Namun demikian berbagai kemajuan yang telah dicapai dunia musik nasional, baik yang berakar dari budaya sendiri ataupun sebagai dampak globalisasi, tidak seharusnya bisa mentolerir berbagai “kemiripan” karya cipta seni orisinal yang tidak ternilai. Apalagi tanpa ada penjelasan tuntas tentang penciptanya. Begitu pula popularitas, omzet, serta kelangsungan kontrak dalam bisnis musik tidak bisa menjadi pertimbangan untuk mendiamkan berbagai perilaku buruk dan rendahnya moral sebagian artis yang memaksakan diri mencari jalan pintas. Kalau itu terjadi, semestinya para pemusik muda terus diingatkan agar tetap mempertahankan idealisme mereka.
Sikap sportivitas dan menjunjung tinggi karya orang lain juga semestinya dapat dipertahankan di dunia seni. Dalam kondisi negara yang sedang terpuruk di berbagai bidang, maka bidang seni - termasuk musik- kiranya menjadi salah satu dari sedikit alternatif tersisa yang masih bisa membuat kita bangga sebagai bangsa Indonesia. Musik, lagu, dan karya seni lainnya seharusnya tidak terseret kedalam nilai-nilai rendah seperti perilaku korupsi, kolusi, dan nepotisme (KKN) yang telah menjadi momok negeri ini.

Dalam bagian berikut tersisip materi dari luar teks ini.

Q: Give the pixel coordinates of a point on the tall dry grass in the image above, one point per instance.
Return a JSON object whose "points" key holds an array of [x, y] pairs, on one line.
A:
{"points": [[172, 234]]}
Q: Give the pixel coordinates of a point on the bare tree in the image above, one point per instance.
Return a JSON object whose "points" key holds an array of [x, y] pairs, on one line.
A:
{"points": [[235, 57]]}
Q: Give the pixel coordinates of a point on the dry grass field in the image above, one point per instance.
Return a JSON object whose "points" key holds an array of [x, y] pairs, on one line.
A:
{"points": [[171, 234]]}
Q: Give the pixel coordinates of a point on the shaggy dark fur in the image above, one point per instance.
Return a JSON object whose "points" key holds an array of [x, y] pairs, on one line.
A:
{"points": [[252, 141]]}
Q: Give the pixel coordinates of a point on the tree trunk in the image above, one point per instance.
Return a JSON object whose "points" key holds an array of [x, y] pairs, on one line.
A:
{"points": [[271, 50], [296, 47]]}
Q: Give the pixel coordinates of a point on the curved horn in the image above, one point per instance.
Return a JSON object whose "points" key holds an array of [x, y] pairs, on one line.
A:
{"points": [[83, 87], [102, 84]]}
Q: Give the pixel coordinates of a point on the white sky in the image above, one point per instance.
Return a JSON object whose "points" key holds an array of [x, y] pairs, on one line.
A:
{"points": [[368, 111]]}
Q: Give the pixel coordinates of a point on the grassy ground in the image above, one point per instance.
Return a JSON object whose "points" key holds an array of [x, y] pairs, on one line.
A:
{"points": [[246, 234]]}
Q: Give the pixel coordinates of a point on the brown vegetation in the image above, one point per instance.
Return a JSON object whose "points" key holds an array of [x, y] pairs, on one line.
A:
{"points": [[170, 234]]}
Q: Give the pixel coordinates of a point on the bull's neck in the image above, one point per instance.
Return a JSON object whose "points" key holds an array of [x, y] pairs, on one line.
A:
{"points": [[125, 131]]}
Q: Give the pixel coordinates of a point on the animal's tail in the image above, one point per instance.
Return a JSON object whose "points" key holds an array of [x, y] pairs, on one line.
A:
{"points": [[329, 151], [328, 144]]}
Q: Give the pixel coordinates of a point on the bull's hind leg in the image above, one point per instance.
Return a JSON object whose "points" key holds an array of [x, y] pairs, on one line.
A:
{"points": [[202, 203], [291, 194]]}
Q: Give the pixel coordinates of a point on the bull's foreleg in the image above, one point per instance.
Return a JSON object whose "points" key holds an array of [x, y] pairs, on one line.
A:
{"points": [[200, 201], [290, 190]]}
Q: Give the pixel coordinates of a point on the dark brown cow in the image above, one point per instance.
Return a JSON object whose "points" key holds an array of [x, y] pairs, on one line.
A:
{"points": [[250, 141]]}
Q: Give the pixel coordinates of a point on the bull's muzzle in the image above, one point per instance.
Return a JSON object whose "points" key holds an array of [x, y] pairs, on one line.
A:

Jika pemimpin sudah banyak yang semakin jauh dari rakyatnya, jika birokrat sudah semakin sulit lepas dari kekuasaan, jika pelaku bisnis masih belum bisa meninggalkan praktek suap-menyuap dan mark up, ketika sebagian profesor kita juga tidak kalah kotor, dan ketika sebagian para kiai pun sudah tidak bisa membedakan antara berdakwah dengan berbisnis dan berpolitik di negeri ini, maka hanya kepada dunia seni lah kita bisa mengharap independensi suatu karya orisinal yang masih dijunjung tinggi oleh idealisme.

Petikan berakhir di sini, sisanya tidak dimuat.